“They’d be women of no judgment, then,” she said, with conviction.

Jim’s head was tilted back, resting in the palm of his hand. His profile, sharpened by anxiety, more than suggested his quarter-strain of Sioux blood. He might almost have been old Chief Flying Hawk himself, as he looked steadily at the woman who had been a young girl and reckless, when he had been a boy and reckless; who had paid her woman’s penalty and come into her woman’s kingdom; who had made a man of him by the mystery of her motherhood, and who had uncomplainingly gone with him into the wilderness and become an alien and an outcast.

These things unmanned him as the sight of the gallows and the rope for his hanging could not have done. Shielding himself with an affected roughness, he asked:

“What the hell’s the matter with you? I’ve been drinking like a beast of an Indian, and you give me coffee instead of a tongue-lashing.”

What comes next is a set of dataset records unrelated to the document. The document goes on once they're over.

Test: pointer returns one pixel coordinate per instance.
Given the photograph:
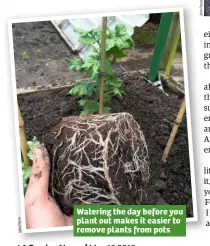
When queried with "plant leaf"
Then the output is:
(75, 64)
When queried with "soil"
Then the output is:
(44, 62)
(155, 113)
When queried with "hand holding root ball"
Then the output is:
(40, 208)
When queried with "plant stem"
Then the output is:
(174, 130)
(102, 67)
(23, 140)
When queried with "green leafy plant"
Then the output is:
(24, 55)
(117, 41)
(26, 170)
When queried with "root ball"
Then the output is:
(97, 159)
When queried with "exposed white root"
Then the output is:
(93, 146)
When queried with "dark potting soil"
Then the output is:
(155, 112)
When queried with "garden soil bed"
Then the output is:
(155, 112)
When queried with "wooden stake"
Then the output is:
(174, 130)
(23, 140)
(102, 68)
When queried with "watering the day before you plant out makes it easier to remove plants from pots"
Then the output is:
(106, 133)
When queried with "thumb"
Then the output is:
(39, 179)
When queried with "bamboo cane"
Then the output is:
(102, 65)
(171, 44)
(174, 130)
(23, 140)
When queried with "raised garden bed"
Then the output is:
(155, 113)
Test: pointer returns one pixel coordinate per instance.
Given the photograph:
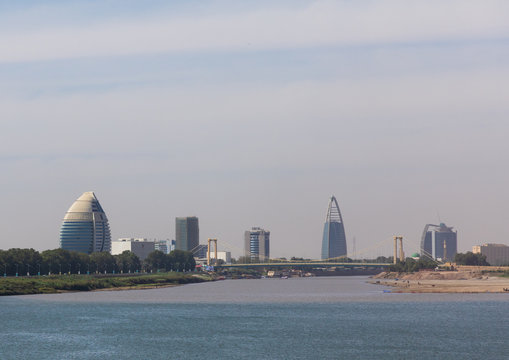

The color had all gone out of her face. She gasped the words:

“Jim, I dreamed it last night—they came for you!”

She cowered at the recollection.

“Did they get me?” he asked. There was no surprise in his tone. He spoke as one who knew the answer.

“Yes, the children saw. The noise woke them.”

“You mustn’t let ’em see, when—they come. They’ve a right to a fair start; we didn’t get it, old girl.”